Background technique
With the burgeoning population in the whole world and industrialization, freshwater resources are increasingly deficient, and the urgent status be expected to
The desalination of water purifies to obtain effectively solution (Nature 452,2008,301~310).
The carbon-based materials such as graphene oxide membrane gradually show filter membrane of new generation with its fast and accurate desalination characteristic
Potentiality (Science 343,2014,752~754;Science 333,2011,712~717;Science 332,2011,674
~676;Adv.Funct.Mater.23,2013,3693~3700;Chem.Soc.Rev.44,2015,5016~5030).Carbon
Sill is the rapid osmotic and salt ion of water in the formation and its channel of aquaporin as the vital factor of filter membrane
Retention.When hydrone penetrates into aquaporin, due to the hydrophobic effect on carbon material aromatic ring surface, can be formed almost without friction
Rapid osmotic water flow, infiltration rate several orders of magnitude higher than traditional filter membrane achieve the purpose that high efficiency filter
(Adv.Mater.28,2016,2287~2310).However when graphene oxide membrane for salting liquid infiltration screening after,
The residual (Science 343,2014,752~754) that the salting liquid of high concentration is had found in film, goes out on carbon-based material surface
The enrichment (Sci.Rep~Uk 3,2013,3436) of the salt ion of high concentration is showed.High salt concentration is enriched in aquaporin in film, has
It may cause channel block.
Currently, it is rich to cannot achieve high local concentrations salt far below the salting liquid of saturated concentration under conditions of normal temperature and pressure
Collection is so that precipitate crystal.This problems demand solves.
Summary of the invention
The technical problem to be solved by the present invention is to overcome in the prior art under conditions of normal temperature and pressure far below saturation
The defect of crystallization can not be precipitated in the salting liquid of concentration, provide a kind of side of unsaturation salting liquid crystallization based on carbon-based material
Method.Method of the invention can make unsaturated salting liquid that crystallization be precipitated at normal temperatures and pressures, achieve the purpose that the desalination purification of water.

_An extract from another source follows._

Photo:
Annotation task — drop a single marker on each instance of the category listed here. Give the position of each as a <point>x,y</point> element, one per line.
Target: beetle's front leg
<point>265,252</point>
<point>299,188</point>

The present invention solves above-mentioned technical problem by following technical proposals.
The method for the unsaturation salting liquid crystallization based on carbon-based material that the present invention provides a kind of comprising following step:
Carbon-based material is immersed in 10~120min in salting liquid, until precipitating crystal;Wherein, the salting liquid is non-
Saturated solution, molar concentration >=1mol/L of the salting liquid.
In the present invention, the oxidation of graphene oxide film, partial reduction that the carbon-based material preferably independently supports
Graphene film, with filter membrane support graphene oxide membrane or containing the carbon-based material of aromatic ring structure.
In the present invention, the carbon-based material is known in this field to be made by 1 drop-coating of method and/or 2 suction method of method,
The drop-coating is the drop-coating of this field routine, and the suction method is the suction method of this field routine.Preferably, the independence
The preparation method of the graphene oxide film of support preferably uses drop-coating (method 1) comprising following steps: will aoxidize stone
Black alkene solution drop coating is drying to obtain the graphene oxide membrane independently supported in smooth hydrophobic paper surface.By the independence of above-mentioned acquisition
The graphene oxide membrane of support carries out hydro-thermal reaction to get partial reduction graphene oxide membrane.
The graphene oxide with filter membrane support preferably uses suction method (method 2) comprising following steps:
Graphene oxide solution is filtered, filter membrane is drying to obtain the graphene oxide membrane with filter membrane support;Wherein, described to filter as filter
Film filters.The graphene oxide membrane that filter membrane support is had described in above-mentioned acquisition is subjected to hydro-thermal reaction to get partial reduction oxygen
Graphite alkene film.
In method 1 or method 2, the graphene oxide solution is graphene oxide solution commonly used in the art.Institute
The graphene oxide that the graphene oxide in graphene oxide solution is this field routine is stated, improvement is preferably passed through
The graphene oxide of Hummers method preparation.The solvent of the graphene oxide solution is commonly used in the art for matching
The solvent of graphene oxide solution is set, can be organic solvent or water, the organic solvent is preferably ethyl alcohol, acetone, dimethyl
Sulfoxide (DMSO) etc. can also be the mixed solvent of several organic solvents.The concentration of the graphene oxide solution is that this field is normal
The concentration of the graphene oxide solution used is advised, preferably, the mass concentration of the graphene oxide solution is 0.1~10mg/
ML is more preferably 5mg/mL.
In method 2, the filter membrane is filter membrane commonly used in the art, preferably water phase filter membrane, the hole of the filter membrane
Diameter is preferably 0.22 μm.
In method 1 or method 2, the operation of the drying and condition are the operation and condition of the drying of this field routine,
If do not damage the drying condition of the property of film, such as: in drying basin air drying, frozen drying, in baking oven
The methods of the dry drying means that can be used as film of normal-temperature vacuum, it is dry preferably in baking oven, the temperature of the drying compared with
It is goodly 60~80 DEG C, is more preferably 70 DEG C.The time of the drying is preferably 6~10 hours, is more preferably 8 hours.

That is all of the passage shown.